September 2009 Archives

Graudit version 1.2 is finally out. Here It fixes several gripes I've (and other) had with some of the signatures. There are less false positives, the default signatures are aimed easier to detect vulnerabilities, there is a new signature set called other which focuses more on comments left by developers. Some bug fixes and better POSIX compliance for graudit. Better documentation (should be better still). And finally, if you get yours from github there is a Makefile and a basic test harness in place to ensure that future releases remain "quality".

Most notably though, the signature changes is what most people will enjoy.

You can obtain the latest version from the graudit download page.

Benchmarking might not be the correct term as graudit does not have the capacity to determine if a signature match is in fact a vulnerability or not. It only highlights a potential problem area so you can pay closer attention to it.
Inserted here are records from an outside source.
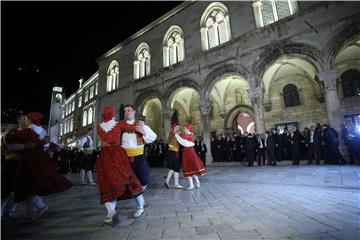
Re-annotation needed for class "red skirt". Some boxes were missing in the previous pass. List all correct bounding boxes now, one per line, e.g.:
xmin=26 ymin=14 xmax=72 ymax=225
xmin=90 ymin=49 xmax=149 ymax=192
xmin=182 ymin=147 xmax=205 ymax=177
xmin=95 ymin=146 xmax=143 ymax=204
xmin=14 ymin=146 xmax=72 ymax=202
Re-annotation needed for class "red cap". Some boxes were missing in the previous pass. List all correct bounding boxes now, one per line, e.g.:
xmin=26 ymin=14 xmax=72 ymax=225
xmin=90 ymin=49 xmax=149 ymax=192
xmin=104 ymin=106 xmax=115 ymax=122
xmin=171 ymin=122 xmax=177 ymax=129
xmin=186 ymin=123 xmax=193 ymax=132
xmin=27 ymin=112 xmax=42 ymax=126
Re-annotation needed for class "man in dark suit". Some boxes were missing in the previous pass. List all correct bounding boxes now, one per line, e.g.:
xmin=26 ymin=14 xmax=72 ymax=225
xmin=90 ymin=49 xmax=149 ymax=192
xmin=323 ymin=124 xmax=346 ymax=164
xmin=256 ymin=134 xmax=265 ymax=166
xmin=290 ymin=127 xmax=301 ymax=165
xmin=265 ymin=130 xmax=276 ymax=166
xmin=305 ymin=126 xmax=321 ymax=164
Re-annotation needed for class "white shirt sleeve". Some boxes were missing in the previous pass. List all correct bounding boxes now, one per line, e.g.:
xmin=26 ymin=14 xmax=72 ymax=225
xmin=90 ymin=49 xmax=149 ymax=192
xmin=175 ymin=134 xmax=195 ymax=147
xmin=143 ymin=125 xmax=157 ymax=143
xmin=76 ymin=138 xmax=86 ymax=151
xmin=6 ymin=143 xmax=24 ymax=152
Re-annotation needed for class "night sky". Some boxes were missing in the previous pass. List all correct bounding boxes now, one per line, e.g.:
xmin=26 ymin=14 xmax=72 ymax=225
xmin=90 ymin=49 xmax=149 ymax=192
xmin=1 ymin=1 xmax=182 ymax=121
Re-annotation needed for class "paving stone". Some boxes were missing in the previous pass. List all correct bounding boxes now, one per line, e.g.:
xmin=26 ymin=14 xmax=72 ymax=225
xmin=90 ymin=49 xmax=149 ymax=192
xmin=2 ymin=165 xmax=360 ymax=240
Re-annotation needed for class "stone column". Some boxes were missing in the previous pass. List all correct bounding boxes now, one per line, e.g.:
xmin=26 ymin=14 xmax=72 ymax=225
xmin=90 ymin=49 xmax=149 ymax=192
xmin=318 ymin=70 xmax=343 ymax=131
xmin=162 ymin=108 xmax=173 ymax=143
xmin=200 ymin=101 xmax=213 ymax=165
xmin=248 ymin=87 xmax=265 ymax=133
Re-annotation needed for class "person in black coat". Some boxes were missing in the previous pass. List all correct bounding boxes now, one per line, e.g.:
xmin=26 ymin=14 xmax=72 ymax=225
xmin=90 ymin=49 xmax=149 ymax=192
xmin=323 ymin=124 xmax=346 ymax=164
xmin=215 ymin=135 xmax=225 ymax=162
xmin=272 ymin=128 xmax=284 ymax=162
xmin=290 ymin=127 xmax=301 ymax=165
xmin=256 ymin=134 xmax=265 ymax=166
xmin=305 ymin=126 xmax=321 ymax=164
xmin=210 ymin=136 xmax=217 ymax=162
xmin=265 ymin=130 xmax=276 ymax=166
xmin=341 ymin=124 xmax=360 ymax=164
xmin=244 ymin=133 xmax=257 ymax=167
xmin=230 ymin=136 xmax=239 ymax=162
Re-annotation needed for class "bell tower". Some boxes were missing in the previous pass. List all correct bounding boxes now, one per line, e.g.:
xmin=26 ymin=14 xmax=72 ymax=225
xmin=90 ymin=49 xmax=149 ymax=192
xmin=48 ymin=84 xmax=65 ymax=143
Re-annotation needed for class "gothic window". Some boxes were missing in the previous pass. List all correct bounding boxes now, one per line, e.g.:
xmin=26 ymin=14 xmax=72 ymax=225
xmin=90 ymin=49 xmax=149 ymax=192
xmin=83 ymin=110 xmax=87 ymax=127
xmin=253 ymin=0 xmax=298 ymax=27
xmin=88 ymin=108 xmax=93 ymax=124
xmin=55 ymin=93 xmax=62 ymax=103
xmin=341 ymin=69 xmax=360 ymax=98
xmin=106 ymin=61 xmax=119 ymax=92
xmin=84 ymin=90 xmax=89 ymax=102
xmin=134 ymin=43 xmax=150 ymax=79
xmin=70 ymin=118 xmax=74 ymax=132
xmin=90 ymin=85 xmax=94 ymax=99
xmin=283 ymin=84 xmax=300 ymax=107
xmin=163 ymin=26 xmax=185 ymax=67
xmin=200 ymin=2 xmax=231 ymax=50
xmin=78 ymin=96 xmax=82 ymax=107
Like most signature based approaches it does stand a fairly good chance of catching low hanging fruit, but certain kind of vulnerabilities will remain impossible to detect. None-the-less I am aiming to improve the standard of the signature sets, so from now on graudit will be "benchmarked" on each release.

To avoid writing signatures for specific vulnerabilities I am using two vulnerable applications to benchmark graudit with;

* Multillidae
* Damn Vulnerable Web Application

My hope is to approximate 100% low and 75% medium detection rate by version 2.0. Now to find some non PHP equivalents for the other languages.